Ya en el colegio, y a pesar de encontrarse en el tercio superior, ella notaba ciertas dificultades: fue la última en aprender a contar, siempre tuvo problemas en matemáticas (lo cual se acentuaba con la fama que le hacían algunos profesores) pero al mismo tiempo tenía notas brillantes en otros cursos (los que le gustaban) y nunca pudo tener un cuaderno al día porque le costaba prestar atención y tomar apuntes al mismo tiempo. A veces, Elena simplemente se quedaba en la luna y de repente, luego de la formación de la mañana, ella se quedaba sola en el patio porque no había escuchado cuando la profesora había enviado a todos los alumnos a sus salones.
"En el colegio, lo único que recibía era mensajes negativos, de por qué no avanzaba y que no sabían qué hacer conmigo. Tuve como 50 profesoras de matemática y todas renunciaban con facilidad. Sin embargo, cuando salí del colegio y empecé la academia era buena en matemática. Lo mismo en la universidad".
En la universidad, Elena obtuvo buenas notas pero nunca pudo escuchar una clase completa. "No escuchaba una clase sin salir, por lo menos, una vez al baño o a tomarme un café. Si no salía del salón, me ponía a conversar o hacía preguntas. Era un modo de encauzar la clase hacia lo que me interesaba. Nunca tuve un cuaderno y todo lo que me explicaban, lo retenía. Me iba muy bien en los exámenes de desarrollo, no tanto en los de respuesta múltiple. Estudiaba en grupo y yo era la que explicaba y cuando alguien más lo hacía, cerraba los ojos y escuchaba. Lo captaba todo y me sacaba buenas notas".

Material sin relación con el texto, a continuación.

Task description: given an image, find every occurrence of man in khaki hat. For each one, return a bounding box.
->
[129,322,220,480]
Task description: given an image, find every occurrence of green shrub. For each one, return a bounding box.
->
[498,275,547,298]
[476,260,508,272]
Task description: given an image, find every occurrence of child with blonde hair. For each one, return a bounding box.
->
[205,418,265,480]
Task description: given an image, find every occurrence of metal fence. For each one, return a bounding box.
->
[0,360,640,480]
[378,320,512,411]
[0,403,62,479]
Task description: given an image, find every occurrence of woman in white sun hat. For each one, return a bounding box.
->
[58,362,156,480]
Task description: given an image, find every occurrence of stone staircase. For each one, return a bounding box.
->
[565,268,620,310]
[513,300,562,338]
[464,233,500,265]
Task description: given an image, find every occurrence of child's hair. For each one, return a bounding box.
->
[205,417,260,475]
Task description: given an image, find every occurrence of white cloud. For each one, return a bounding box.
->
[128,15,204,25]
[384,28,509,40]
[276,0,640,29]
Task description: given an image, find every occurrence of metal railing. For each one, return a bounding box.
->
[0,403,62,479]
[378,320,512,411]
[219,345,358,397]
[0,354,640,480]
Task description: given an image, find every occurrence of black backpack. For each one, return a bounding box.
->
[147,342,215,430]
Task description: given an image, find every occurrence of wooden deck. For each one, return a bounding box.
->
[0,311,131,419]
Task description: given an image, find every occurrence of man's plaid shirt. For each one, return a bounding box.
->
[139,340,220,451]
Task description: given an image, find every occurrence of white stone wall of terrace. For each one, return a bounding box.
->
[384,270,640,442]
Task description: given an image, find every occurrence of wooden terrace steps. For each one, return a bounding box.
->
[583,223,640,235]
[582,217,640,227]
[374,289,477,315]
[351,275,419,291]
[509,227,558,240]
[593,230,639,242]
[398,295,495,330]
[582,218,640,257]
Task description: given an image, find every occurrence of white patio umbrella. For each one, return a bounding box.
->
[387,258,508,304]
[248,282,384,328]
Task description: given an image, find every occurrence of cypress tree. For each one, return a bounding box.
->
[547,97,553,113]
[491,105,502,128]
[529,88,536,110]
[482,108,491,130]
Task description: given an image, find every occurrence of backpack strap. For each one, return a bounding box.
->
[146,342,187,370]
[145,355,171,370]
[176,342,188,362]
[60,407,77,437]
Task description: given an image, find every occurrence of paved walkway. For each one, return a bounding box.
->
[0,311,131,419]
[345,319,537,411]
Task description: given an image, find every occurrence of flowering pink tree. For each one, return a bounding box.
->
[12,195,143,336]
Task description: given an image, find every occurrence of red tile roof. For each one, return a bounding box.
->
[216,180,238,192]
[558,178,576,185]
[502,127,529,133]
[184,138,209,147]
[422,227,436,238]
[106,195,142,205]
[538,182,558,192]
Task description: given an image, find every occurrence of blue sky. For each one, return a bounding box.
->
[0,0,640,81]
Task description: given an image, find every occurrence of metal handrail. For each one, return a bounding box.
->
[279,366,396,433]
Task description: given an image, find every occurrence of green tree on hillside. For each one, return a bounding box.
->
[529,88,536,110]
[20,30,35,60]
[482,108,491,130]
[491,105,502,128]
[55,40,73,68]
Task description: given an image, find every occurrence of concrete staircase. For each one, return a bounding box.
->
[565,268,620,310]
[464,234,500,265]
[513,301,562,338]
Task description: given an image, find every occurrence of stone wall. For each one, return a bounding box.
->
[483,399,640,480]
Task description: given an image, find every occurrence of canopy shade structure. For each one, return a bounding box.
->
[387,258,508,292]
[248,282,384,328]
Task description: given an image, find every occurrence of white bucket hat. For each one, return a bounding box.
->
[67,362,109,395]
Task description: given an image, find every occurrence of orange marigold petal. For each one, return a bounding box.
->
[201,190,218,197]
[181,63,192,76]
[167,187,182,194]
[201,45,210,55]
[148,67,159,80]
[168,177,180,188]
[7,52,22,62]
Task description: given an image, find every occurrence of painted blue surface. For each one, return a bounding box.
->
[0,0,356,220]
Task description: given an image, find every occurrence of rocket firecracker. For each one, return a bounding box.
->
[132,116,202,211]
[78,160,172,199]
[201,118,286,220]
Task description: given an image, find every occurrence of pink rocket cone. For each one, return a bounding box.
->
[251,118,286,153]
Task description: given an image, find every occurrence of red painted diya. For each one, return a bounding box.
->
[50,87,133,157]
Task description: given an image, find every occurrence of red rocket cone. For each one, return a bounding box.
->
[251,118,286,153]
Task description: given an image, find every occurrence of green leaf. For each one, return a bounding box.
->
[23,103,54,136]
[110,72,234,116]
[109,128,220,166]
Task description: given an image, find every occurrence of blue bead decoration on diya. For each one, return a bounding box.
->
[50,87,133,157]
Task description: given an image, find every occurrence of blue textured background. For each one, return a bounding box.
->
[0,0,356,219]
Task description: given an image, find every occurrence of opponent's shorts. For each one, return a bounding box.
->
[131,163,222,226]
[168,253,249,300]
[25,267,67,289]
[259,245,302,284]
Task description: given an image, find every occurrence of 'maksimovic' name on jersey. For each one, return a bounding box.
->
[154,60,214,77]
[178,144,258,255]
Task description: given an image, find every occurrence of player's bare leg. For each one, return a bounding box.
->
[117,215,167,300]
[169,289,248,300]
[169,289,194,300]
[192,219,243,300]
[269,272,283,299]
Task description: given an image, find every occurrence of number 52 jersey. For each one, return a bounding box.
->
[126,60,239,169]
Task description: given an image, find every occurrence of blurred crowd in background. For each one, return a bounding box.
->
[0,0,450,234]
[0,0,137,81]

Elena era consciente de que tenía un problema de atención, el cual se acentuaba cuando atravesaba épocas de estrés. "Me ha pasado que he dicho: "Voy a montar bicicleta". Me pongo el buzo, las zapatillas y cuando ya estoy en la calle me doy cuenta de que he dejado la bicicleta en casa. A veces, y siempre bajo mucho estrés, he salido de mi casa sin zapatos y me he dado cuenta en la puerta".
Fue a partir de su diagnóstico que empezó a informarse sobre el TDAH y a aprender a organizarse. Estas son sus estrategias: medicación ("Fue automático. Tomé la pastilla y podía leer un correo electrónico entero --algo que le costaba esfuerzo y le generaba estrés-- sin pararme. Tomo un Ritalín y leo tres párrafos, comprendiéndolos y captando la idea central"), usar agenda y arreglar su mochila un día antes. "Esto lo he logrado hace un mes pero cada vez se me hace más fácil".